On the Computational Complexities of Complex-valued Neural Networks
This work addresses the need for computational complexity analysis in CVNNs to guide algorithm selection for low-power digital signal processing applications, but it is incremental as it builds on existing studies.
The paper analyzes the computational complexities of complex-valued neural networks (CVNNs), providing both quantitative and asymptotic measures to estimate floating-point operations, which is crucial for implementing them in low-power systems.

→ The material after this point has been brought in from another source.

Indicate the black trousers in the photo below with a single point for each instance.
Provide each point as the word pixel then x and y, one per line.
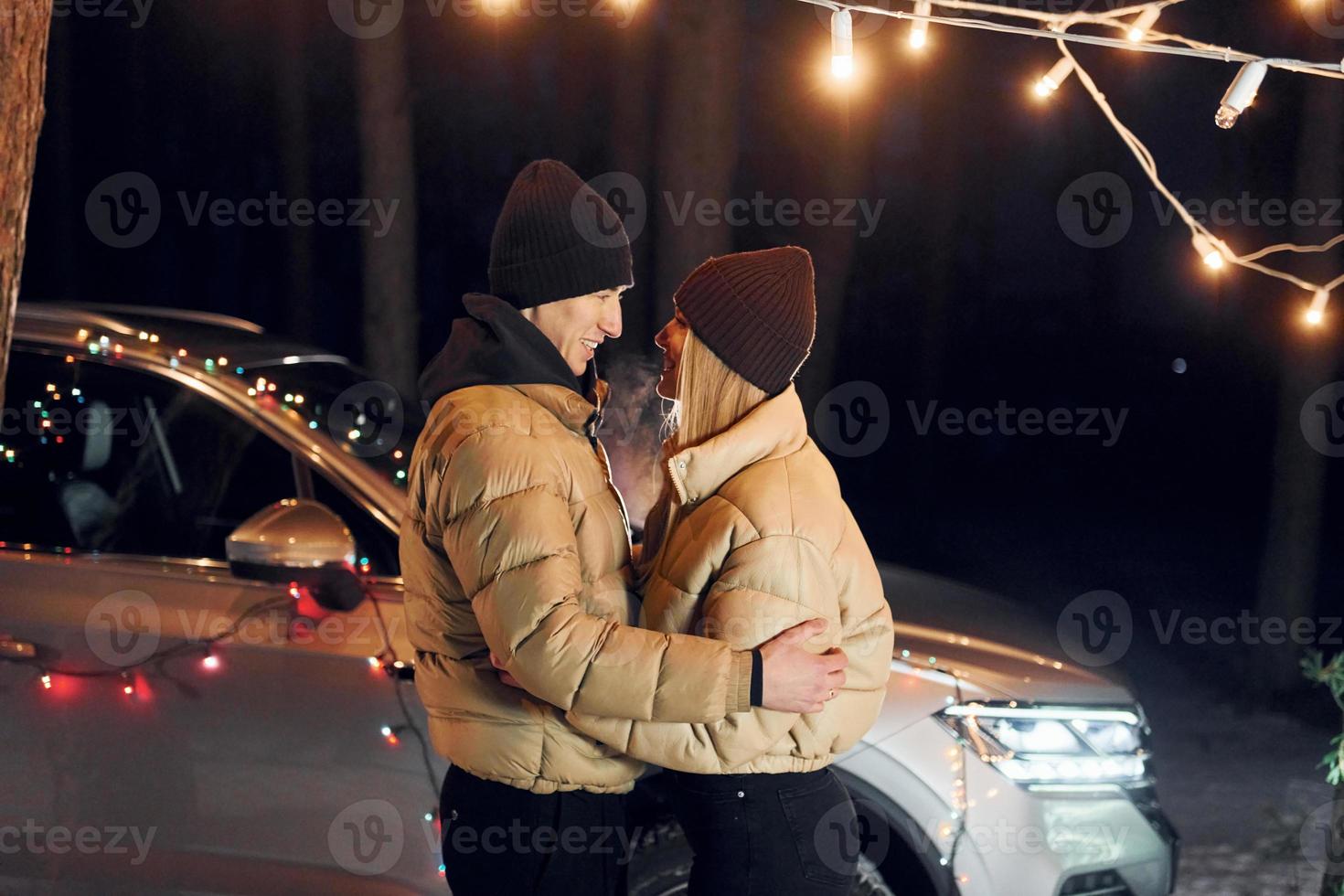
pixel 768 835
pixel 504 841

Complex-valued neural networks (CVNNs) are nonlinear filters used in the digital signal processing of complex-domain data. Compared with real-valued neural networks~(RVNNs), CVNNs can directly handle complex-valued input and output signals due to their complex domain parameters and activation functions. With the trend toward low-power systems, computational complexity analysis has become essential for measuring an algorithm's power consumption. Therefore, this paper presents both the quantitative and asymptotic computational complexities of CVNNs. This is a crucial tool in deciding which algorithm to implement. The mathematical operations are described in terms of the number of real-valued multiplications, as these are the most demanding operations. To determine which CVNN can be implemented in a low-power system, quantitative computational complexities can be used to accurately estimate the number of floating-point operations. We have also investigated the computational complexities of CVNNs discussed in some studies presented in the literature.